When the 22nd Earl of Erroll died without a male heir in 1941, his daughter became the Countess of Erroll and Chief of Clan Hay, while her brother changed his name back to Boyd, becomming 6th Lord Kilmarnock and Chief of Clan Boyd.

Alastair Boyd, 7th Lord Kilmarnock from 1975, died in 2009 aged 81. His heir is the elder of his two sons, Simon John Boyd, born in 1978, who has a son, Lucian Michael Boyd born in 2007.

The last private owner of Dean Castle, Howard De Walden, gifted the castle and its contents to the people of Kilmarnock in 1975. Dean has since served as a Country Park with free entry. Dean Castle Photo Tour.

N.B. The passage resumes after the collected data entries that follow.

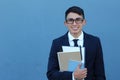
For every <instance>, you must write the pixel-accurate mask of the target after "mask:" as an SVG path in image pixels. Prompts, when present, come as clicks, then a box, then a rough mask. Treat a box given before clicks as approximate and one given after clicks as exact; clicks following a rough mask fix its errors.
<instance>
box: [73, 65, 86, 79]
mask: <svg viewBox="0 0 120 80" xmlns="http://www.w3.org/2000/svg"><path fill="white" fill-rule="evenodd" d="M80 67H81V64H80V65H78V66H77V68H76V69H75V71H74V78H75V79H77V80H81V79H84V78H86V77H87V68H84V69H80Z"/></svg>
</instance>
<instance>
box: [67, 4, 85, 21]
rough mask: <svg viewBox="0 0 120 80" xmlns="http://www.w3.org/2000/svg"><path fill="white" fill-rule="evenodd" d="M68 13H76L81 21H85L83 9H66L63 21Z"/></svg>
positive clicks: (71, 7) (73, 6)
mask: <svg viewBox="0 0 120 80" xmlns="http://www.w3.org/2000/svg"><path fill="white" fill-rule="evenodd" d="M70 12H73V13H77V14H79V15H81V16H83V19H85V16H84V11H83V9H82V8H80V7H78V6H72V7H70V8H68V9H67V10H66V12H65V19H66V18H67V15H68V14H69V13H70Z"/></svg>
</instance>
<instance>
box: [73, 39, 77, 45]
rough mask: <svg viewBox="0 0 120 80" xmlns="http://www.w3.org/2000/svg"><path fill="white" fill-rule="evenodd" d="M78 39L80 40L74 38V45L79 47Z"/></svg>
mask: <svg viewBox="0 0 120 80" xmlns="http://www.w3.org/2000/svg"><path fill="white" fill-rule="evenodd" d="M77 41H78V39H73V42H74V47H78V44H77Z"/></svg>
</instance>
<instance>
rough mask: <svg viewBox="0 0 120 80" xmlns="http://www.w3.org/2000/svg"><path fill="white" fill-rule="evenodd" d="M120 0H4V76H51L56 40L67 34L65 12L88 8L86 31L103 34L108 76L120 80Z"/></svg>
mask: <svg viewBox="0 0 120 80" xmlns="http://www.w3.org/2000/svg"><path fill="white" fill-rule="evenodd" d="M119 4H120V1H119V0H51V1H50V0H0V80H47V78H46V69H47V61H48V55H49V51H50V47H51V43H52V40H53V39H54V38H57V37H59V36H60V35H62V34H64V33H65V32H66V31H67V29H66V28H65V26H64V23H63V22H64V12H65V10H66V9H67V8H68V7H70V6H73V5H77V6H81V7H82V8H83V9H84V10H85V15H86V19H87V24H86V26H85V27H84V31H86V32H88V33H91V34H93V35H96V36H99V37H100V39H101V42H102V46H103V52H104V61H105V70H106V76H107V80H119V68H120V63H119V61H120V48H119V45H120V42H119V41H120V35H119V34H120V31H119V30H120V10H119V8H120V5H119Z"/></svg>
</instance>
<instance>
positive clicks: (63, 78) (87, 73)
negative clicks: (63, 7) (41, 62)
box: [47, 6, 106, 80]
mask: <svg viewBox="0 0 120 80" xmlns="http://www.w3.org/2000/svg"><path fill="white" fill-rule="evenodd" d="M85 23H86V21H85V16H84V11H83V9H81V8H80V7H77V6H72V7H70V8H69V9H68V10H67V11H66V12H65V22H64V24H65V26H66V27H67V28H68V32H67V33H66V34H65V35H63V36H61V37H59V38H57V39H54V40H53V43H52V46H51V51H50V55H49V61H48V70H47V77H48V79H49V80H83V79H84V80H106V77H105V71H104V62H103V53H102V47H101V43H100V39H99V38H98V37H95V36H92V35H90V34H87V33H85V32H84V31H83V30H82V28H83V26H84V25H85ZM74 39H77V44H78V45H80V46H82V47H85V68H84V69H81V68H80V66H81V64H80V65H78V66H77V68H76V69H75V71H73V72H70V71H62V72H61V71H60V69H59V63H58V57H57V52H60V51H62V46H74V41H73V40H74Z"/></svg>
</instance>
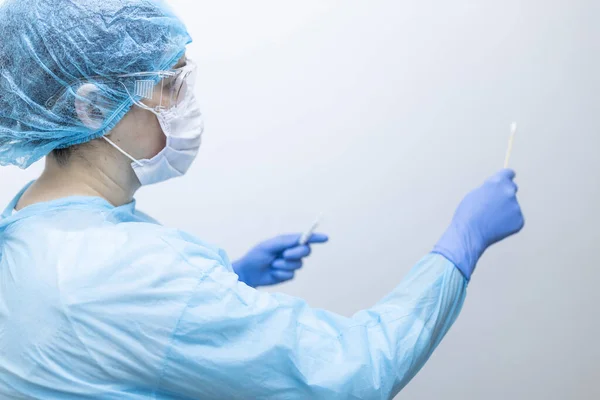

Law Castle was restored in the 1990s by an Englishman. The castle can now be booked for self contained holidays, weddings and corporate events. Website.

Portencross Castle has recently been restored to serve as a visitor attraction. There is a car park, picnic area and scenic seaside walk close to the castle. Website.

Penkill Castle was sold by Evelyn May Courtney Boyd in 1978 to an Elton A Ecstrand from Michigan USA. The property is now said to be owned by the famed movie producer Patrick Drumgoole.

Trochrague House is now run by a religious order that offers holidays to people with special needs.

The Boyds', over the centuries, were related through marriage to other Ayrshire Clans such as the Campbells' of Loudoun and Montgomerys' of Eglinton.

The Boyds' were known for local fueds with the Montgomerys' of Eglinton west of Kilmarnock, and Mures' of Rowallan north of Kilmarnock.